# Trade-card of Merchant's Gargling Oil



## Robby Raccoon (Sep 21, 2015)

I'm assuming it's early-mid 1880s. Here's what I know of the company and such: In 1833, Dr. Merchant, a Lockport druggist, started this liniment. 

Morris Tucker then joins in, and Morris turns out to be a wonderful advertiser. Apparently, he sent a satin-lined oak box of 12 bottles to the Sultan of Turkey who never thanked them. This let him get quite easily away with this trade-card I picked up for my own bottle of it that I had dug (my bottle being 1890s-1900s) from the club yesterday where I won $5 for Best Dug (1869 penny)  and earned $10 from selling an insulator and some small bottles.

What's odd is that Tucker's name does not appear on this. Instead, it has John Hodge on it-- secretary (as said on my card) until 1886. But Tucker is responsible for not only the card's design, but also the slogan "For Man & Beast." 
Hodge was an even better advertiser, helping the product go global and advertising in every place that he possibly could for the product that actually worked. 

My lithographed card was done by G. H. Dunston Lithography of Buffalo, New York. 

Later, yellow-wrapped meant "For Beast." "For Man" was the white-wrapped bottles. 
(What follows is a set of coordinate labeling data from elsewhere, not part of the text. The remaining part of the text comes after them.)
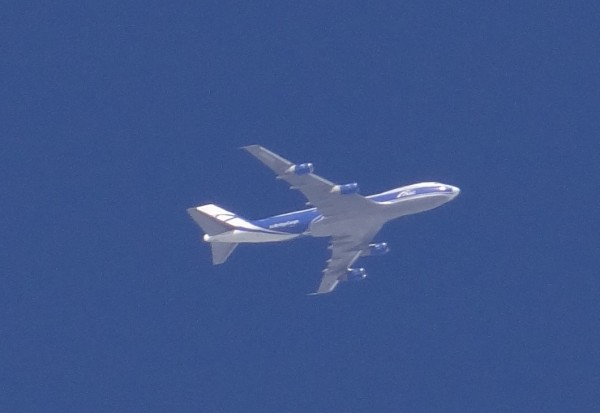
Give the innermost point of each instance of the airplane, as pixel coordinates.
(339, 212)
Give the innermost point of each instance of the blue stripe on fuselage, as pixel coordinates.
(291, 223)
(403, 193)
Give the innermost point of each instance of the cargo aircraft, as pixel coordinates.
(339, 212)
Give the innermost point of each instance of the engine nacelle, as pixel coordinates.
(377, 249)
(301, 169)
(356, 274)
(345, 189)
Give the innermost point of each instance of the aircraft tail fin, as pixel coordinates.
(215, 220)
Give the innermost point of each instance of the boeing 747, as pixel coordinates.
(339, 212)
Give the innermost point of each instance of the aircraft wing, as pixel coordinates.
(345, 250)
(321, 193)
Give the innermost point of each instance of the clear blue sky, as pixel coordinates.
(117, 116)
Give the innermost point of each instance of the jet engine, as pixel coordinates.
(302, 169)
(356, 274)
(345, 189)
(377, 249)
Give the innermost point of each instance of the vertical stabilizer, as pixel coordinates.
(221, 251)
(215, 220)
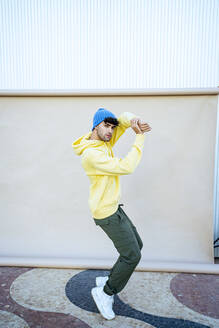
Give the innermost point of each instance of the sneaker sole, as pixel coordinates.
(99, 283)
(98, 302)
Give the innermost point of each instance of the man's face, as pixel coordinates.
(105, 131)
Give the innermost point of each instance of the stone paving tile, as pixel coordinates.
(44, 298)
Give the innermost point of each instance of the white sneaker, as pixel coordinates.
(100, 281)
(103, 302)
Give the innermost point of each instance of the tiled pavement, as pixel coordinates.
(50, 298)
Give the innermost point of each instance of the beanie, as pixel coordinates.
(100, 116)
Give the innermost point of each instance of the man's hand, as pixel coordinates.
(138, 126)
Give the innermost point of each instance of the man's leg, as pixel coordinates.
(124, 235)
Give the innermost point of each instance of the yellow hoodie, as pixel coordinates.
(104, 170)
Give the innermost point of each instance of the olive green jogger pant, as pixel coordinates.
(128, 243)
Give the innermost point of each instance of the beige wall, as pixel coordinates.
(45, 219)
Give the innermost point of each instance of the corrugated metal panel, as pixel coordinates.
(75, 44)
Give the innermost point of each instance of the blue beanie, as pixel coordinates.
(100, 116)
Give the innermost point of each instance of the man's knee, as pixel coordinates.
(133, 256)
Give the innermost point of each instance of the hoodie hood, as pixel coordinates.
(82, 143)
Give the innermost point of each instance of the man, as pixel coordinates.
(104, 170)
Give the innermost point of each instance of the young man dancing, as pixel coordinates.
(104, 170)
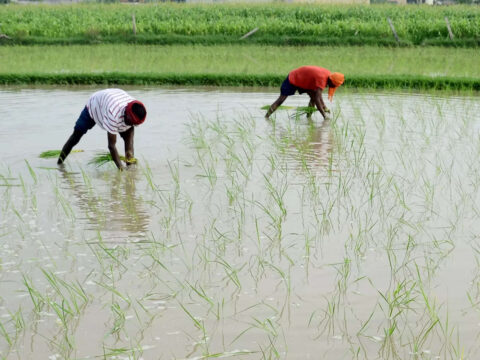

I was also asked if I'd sell my bottle. So I pointed out that it's common even in this color. As it turns out, in my town the green one is rarely dug. Still, it's the closest thing to a "true" blob that I've dug intact. 






Together. ^




"John Hodge Secy"




Right of (standing) man 2's leg looks like a bear-cub. So... it fits in with my bear-themed collection too. 








As dug. ^


----------



## ScottBSA (Sep 21, 2015)

Nice, very nice. Scott


----------



## bottlerocket (Sep 22, 2015)

I love finding documentation/advertisements on bottles I find. It puts a sort of facts behind a story.Nice job on the best dug coin. Local Bottle Club? Does your club get a good turn out?


----------



## Robby Raccoon (Sep 22, 2015)

Scott BSA, thanks. [] It's a very nice addition and "go-with." Bottle Rocket, I like having as much history as possible to share. I'm trying to get a local crate from a time when two bottler combined, but it's being very difficult to find out if I can or cannot obtain it. Saturday may give me an answer.Thanks for the congrats-- first time that I won there. I was kind of surprised that it won when compared to a few other bottles up there, but it comes with a strong story on how I came to get it. Albeit it's in Grandville, we call it the Grand Rapids Bottle Club. It has a good amount of people usually a dozen or so-- even children at times, such as one who bought an insulator off me Sunday. If you know of prominent collectors Elmer Ogg of Muskegon or Steve DeBoode of Grand Rapids (GRBottleGuy,) or if you know of Red Book's Doug Leybourne, then those are 3 members (I ride with 2 of them [8D]) who are part of the club. Steve lead me to the club back at the February(?) Grand Rapids bottle show, actually-- he made me aware that the club exists.


----------



## RED Matthews (Sep 22, 2015)

Hello again,  We are heading back to FL yomottoe.  qRRED M.


----------



## Robby Raccoon (Sep 22, 2015)

Howdy, Red, and good luck!


----------